401 PP2A-B55α dephosphorylates desmoplakin's C-terminus to regulate cell adhesion

Critical for the maintenance of epidermal stability and function are attachments between intermediate filaments (IF) and intercellular junctions called desmosomes. The desmosomal cytoplasmic plaque protein desmoplakin (DP) is essential for anchoring IF to the junction. DP-IF interactions are regulated by a phospho-regulatory motif within the DP C-terminus. Previously we showed that hypo-phosphorylated DP increased DP-IF interaction strength, impairing desmosome formation due to DP retention on IF, but generated stronger, more stable desmosomes in mature cell sheets. Thus, DP’s phospho-regulation provides a mechanism to finely tune junction assembly dynamics and intercellular adhesion strength. Our group identified GSK3b as capable of phosphorylating DP’s C-terminus; however, the phosphatase responsible for DP’s dephosphorylation was unknown.
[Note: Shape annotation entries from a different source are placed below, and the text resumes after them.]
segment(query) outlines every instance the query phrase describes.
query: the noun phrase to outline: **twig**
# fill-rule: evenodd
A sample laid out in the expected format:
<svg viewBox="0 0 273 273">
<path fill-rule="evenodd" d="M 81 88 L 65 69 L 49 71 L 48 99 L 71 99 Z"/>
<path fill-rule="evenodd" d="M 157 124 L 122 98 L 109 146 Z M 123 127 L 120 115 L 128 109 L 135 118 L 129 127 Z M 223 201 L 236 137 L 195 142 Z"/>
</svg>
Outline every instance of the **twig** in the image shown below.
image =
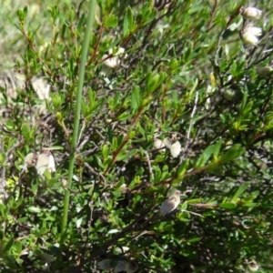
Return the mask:
<svg viewBox="0 0 273 273">
<path fill-rule="evenodd" d="M 196 93 L 195 105 L 194 105 L 194 107 L 193 107 L 191 115 L 190 115 L 190 122 L 189 122 L 189 126 L 188 126 L 187 133 L 187 140 L 186 140 L 186 144 L 185 144 L 185 147 L 184 147 L 185 152 L 187 151 L 187 149 L 188 147 L 188 145 L 189 145 L 190 131 L 191 131 L 191 127 L 192 127 L 192 125 L 193 125 L 193 117 L 194 117 L 195 113 L 196 113 L 197 108 L 197 103 L 198 103 L 198 92 Z M 184 157 L 185 157 L 185 154 L 184 154 L 184 156 L 181 157 L 180 163 L 183 161 Z"/>
<path fill-rule="evenodd" d="M 153 169 L 152 169 L 152 166 L 151 166 L 151 161 L 150 161 L 150 157 L 149 157 L 149 155 L 147 153 L 147 151 L 145 151 L 145 155 L 147 157 L 147 165 L 148 165 L 148 168 L 149 168 L 149 173 L 150 173 L 150 180 L 154 181 L 154 173 L 153 173 Z"/>
</svg>

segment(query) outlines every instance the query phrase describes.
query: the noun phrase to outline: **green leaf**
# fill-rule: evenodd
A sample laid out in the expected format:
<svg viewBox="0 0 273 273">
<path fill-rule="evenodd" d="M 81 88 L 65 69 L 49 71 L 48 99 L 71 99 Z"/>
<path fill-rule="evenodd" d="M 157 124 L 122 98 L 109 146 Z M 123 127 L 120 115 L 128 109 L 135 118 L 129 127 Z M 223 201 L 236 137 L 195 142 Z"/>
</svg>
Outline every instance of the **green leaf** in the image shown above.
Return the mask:
<svg viewBox="0 0 273 273">
<path fill-rule="evenodd" d="M 232 161 L 245 153 L 246 149 L 240 144 L 235 144 L 231 148 L 222 156 L 220 158 L 221 163 Z"/>
<path fill-rule="evenodd" d="M 249 187 L 250 183 L 247 182 L 237 190 L 236 194 L 232 197 L 232 201 L 237 201 L 238 197 Z"/>
<path fill-rule="evenodd" d="M 12 236 L 12 237 L 10 237 L 10 238 L 8 239 L 7 243 L 5 244 L 5 246 L 3 249 L 4 253 L 7 252 L 13 245 L 14 245 L 14 237 Z"/>
<path fill-rule="evenodd" d="M 115 27 L 117 25 L 117 17 L 113 15 L 108 15 L 103 22 L 105 27 Z"/>
<path fill-rule="evenodd" d="M 187 171 L 187 168 L 188 168 L 188 165 L 189 165 L 189 161 L 187 159 L 186 159 L 178 167 L 178 169 L 177 169 L 177 177 L 181 177 L 186 174 L 186 172 Z"/>
<path fill-rule="evenodd" d="M 237 207 L 237 205 L 235 203 L 222 203 L 219 205 L 219 207 L 222 208 L 232 209 L 232 208 L 235 208 Z"/>
<path fill-rule="evenodd" d="M 196 168 L 204 167 L 206 165 L 206 163 L 207 162 L 207 160 L 209 159 L 212 153 L 214 152 L 214 150 L 215 150 L 215 145 L 210 145 L 209 147 L 207 147 L 204 150 L 203 154 L 197 160 Z"/>
<path fill-rule="evenodd" d="M 215 161 L 217 161 L 217 157 L 218 157 L 218 154 L 219 154 L 222 144 L 223 144 L 223 141 L 219 140 L 219 141 L 217 142 L 217 144 L 214 147 L 213 159 Z"/>
</svg>

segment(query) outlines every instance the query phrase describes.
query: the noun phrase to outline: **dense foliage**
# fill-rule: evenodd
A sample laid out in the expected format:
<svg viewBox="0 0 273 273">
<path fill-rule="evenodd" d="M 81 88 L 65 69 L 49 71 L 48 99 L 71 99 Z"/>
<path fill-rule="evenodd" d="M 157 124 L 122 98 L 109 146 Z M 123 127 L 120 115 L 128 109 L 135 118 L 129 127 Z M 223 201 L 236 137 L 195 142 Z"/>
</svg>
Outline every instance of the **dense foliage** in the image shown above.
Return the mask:
<svg viewBox="0 0 273 273">
<path fill-rule="evenodd" d="M 51 4 L 6 20 L 1 272 L 272 272 L 273 2 L 98 0 L 81 101 Z"/>
</svg>

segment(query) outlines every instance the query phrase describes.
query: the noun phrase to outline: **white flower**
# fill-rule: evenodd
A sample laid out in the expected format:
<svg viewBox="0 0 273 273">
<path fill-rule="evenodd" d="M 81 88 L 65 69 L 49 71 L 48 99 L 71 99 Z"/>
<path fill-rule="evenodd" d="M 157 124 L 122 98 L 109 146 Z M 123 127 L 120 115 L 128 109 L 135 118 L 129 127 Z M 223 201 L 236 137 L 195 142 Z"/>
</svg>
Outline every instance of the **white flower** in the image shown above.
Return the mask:
<svg viewBox="0 0 273 273">
<path fill-rule="evenodd" d="M 165 147 L 165 144 L 161 139 L 159 139 L 159 138 L 154 139 L 154 148 L 155 149 L 161 149 L 160 151 L 164 152 L 165 151 L 164 147 Z"/>
<path fill-rule="evenodd" d="M 160 213 L 165 216 L 177 207 L 180 203 L 180 191 L 176 190 L 160 207 Z"/>
<path fill-rule="evenodd" d="M 136 261 L 129 261 L 126 263 L 126 273 L 134 273 L 138 269 L 138 265 Z"/>
<path fill-rule="evenodd" d="M 55 160 L 51 153 L 42 153 L 38 155 L 37 162 L 35 165 L 36 171 L 39 176 L 43 176 L 47 169 L 49 172 L 55 172 Z"/>
<path fill-rule="evenodd" d="M 35 153 L 30 153 L 30 154 L 26 155 L 26 157 L 25 157 L 24 169 L 25 169 L 26 167 L 31 167 L 35 166 L 36 160 L 37 160 L 37 157 Z"/>
<path fill-rule="evenodd" d="M 259 76 L 266 77 L 266 76 L 271 76 L 273 74 L 273 68 L 270 66 L 257 67 L 256 73 Z"/>
<path fill-rule="evenodd" d="M 253 258 L 249 261 L 248 268 L 252 272 L 256 272 L 258 270 L 258 265 L 257 264 L 256 260 Z"/>
<path fill-rule="evenodd" d="M 224 91 L 224 97 L 227 99 L 227 100 L 232 100 L 233 97 L 235 96 L 235 90 L 232 90 L 232 89 L 225 89 Z"/>
<path fill-rule="evenodd" d="M 245 19 L 248 20 L 258 20 L 261 16 L 262 11 L 256 8 L 256 7 L 247 7 L 243 13 L 242 15 Z"/>
<path fill-rule="evenodd" d="M 177 157 L 181 152 L 181 144 L 178 140 L 177 140 L 174 144 L 170 147 L 170 153 L 173 157 Z"/>
<path fill-rule="evenodd" d="M 115 54 L 115 56 L 111 58 L 107 58 L 104 61 L 104 64 L 109 67 L 116 67 L 117 66 L 120 65 L 120 59 L 118 57 L 118 56 L 123 55 L 125 52 L 125 49 L 123 47 L 119 47 L 117 52 Z M 109 55 L 113 54 L 113 48 L 109 49 Z M 107 56 L 104 55 L 103 58 L 107 57 Z M 125 57 L 126 57 L 126 55 L 125 56 Z"/>
<path fill-rule="evenodd" d="M 258 36 L 262 35 L 262 30 L 260 27 L 248 26 L 244 30 L 242 38 L 245 44 L 257 46 L 258 43 Z"/>
</svg>

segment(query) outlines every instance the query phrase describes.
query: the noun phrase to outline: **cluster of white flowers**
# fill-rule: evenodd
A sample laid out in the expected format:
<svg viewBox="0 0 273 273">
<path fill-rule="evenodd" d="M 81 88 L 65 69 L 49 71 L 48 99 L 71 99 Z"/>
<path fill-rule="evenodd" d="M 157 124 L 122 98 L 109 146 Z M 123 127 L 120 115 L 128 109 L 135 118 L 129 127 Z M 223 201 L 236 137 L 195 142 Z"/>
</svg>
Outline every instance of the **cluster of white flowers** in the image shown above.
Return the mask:
<svg viewBox="0 0 273 273">
<path fill-rule="evenodd" d="M 242 15 L 246 20 L 258 20 L 262 11 L 256 7 L 247 7 L 242 10 Z M 242 39 L 246 45 L 258 46 L 258 37 L 262 35 L 262 29 L 256 26 L 247 26 L 243 30 Z"/>
<path fill-rule="evenodd" d="M 170 154 L 173 157 L 177 157 L 180 155 L 181 144 L 178 140 L 172 143 L 167 137 L 163 140 L 159 138 L 154 139 L 154 148 L 160 149 L 160 151 L 165 152 L 165 147 L 169 148 Z"/>
<path fill-rule="evenodd" d="M 29 153 L 25 157 L 25 165 L 23 169 L 35 167 L 37 174 L 43 177 L 45 171 L 56 172 L 55 159 L 53 155 L 48 150 L 44 150 L 40 154 Z"/>
</svg>

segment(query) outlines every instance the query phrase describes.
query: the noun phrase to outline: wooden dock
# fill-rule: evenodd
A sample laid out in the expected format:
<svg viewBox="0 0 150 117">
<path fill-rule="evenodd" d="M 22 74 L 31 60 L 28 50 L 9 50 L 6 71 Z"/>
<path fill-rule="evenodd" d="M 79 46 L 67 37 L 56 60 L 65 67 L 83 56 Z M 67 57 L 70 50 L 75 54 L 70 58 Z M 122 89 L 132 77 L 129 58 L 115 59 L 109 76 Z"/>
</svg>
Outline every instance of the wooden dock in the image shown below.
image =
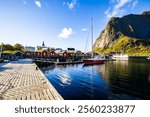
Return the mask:
<svg viewBox="0 0 150 117">
<path fill-rule="evenodd" d="M 0 63 L 0 100 L 63 100 L 30 59 Z"/>
</svg>

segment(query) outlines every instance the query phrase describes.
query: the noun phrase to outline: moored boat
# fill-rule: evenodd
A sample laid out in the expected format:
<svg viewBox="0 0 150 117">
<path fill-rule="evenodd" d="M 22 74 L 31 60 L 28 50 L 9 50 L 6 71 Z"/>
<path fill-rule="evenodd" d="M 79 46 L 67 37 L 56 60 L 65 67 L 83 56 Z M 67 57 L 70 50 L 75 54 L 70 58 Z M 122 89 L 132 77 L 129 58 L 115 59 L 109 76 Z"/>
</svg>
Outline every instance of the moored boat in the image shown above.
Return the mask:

Protein phosphatase 2A (PP2A) comprises a scaffolding subunit (A), a catalytic subunit (C), and one of 23 different regulatory subunits (B) responsible for binding PP2A substrates. Here, we identify the PP2A-B55a holoenzyme as capable of dephosphorylating DP’s C-terminus. Using co-immunoprecipitation and colocalization analysis we demonstrate B55a as a new DP binding partner in keratinocytes and uncover a novel DP-dependent membrane-bound fraction of B55a in both 2D- and 3D- epidermal models. Furthermore, we show that PP2A-B55a activity increases tissue integrity in a manner similar to expression of a hypo-phosphorylated DP variant, S2849G DP. Finally, PP2A signaling is required for proper DP recruitment during desmosome assembly in vitro and in vivo in embryonic epidermis of B55a-deficient mice. Together, our data uncovers a potential mechanism for PP2A-B55a’s regulation of the DP-IF association and intercellular adhesion in the epidermis.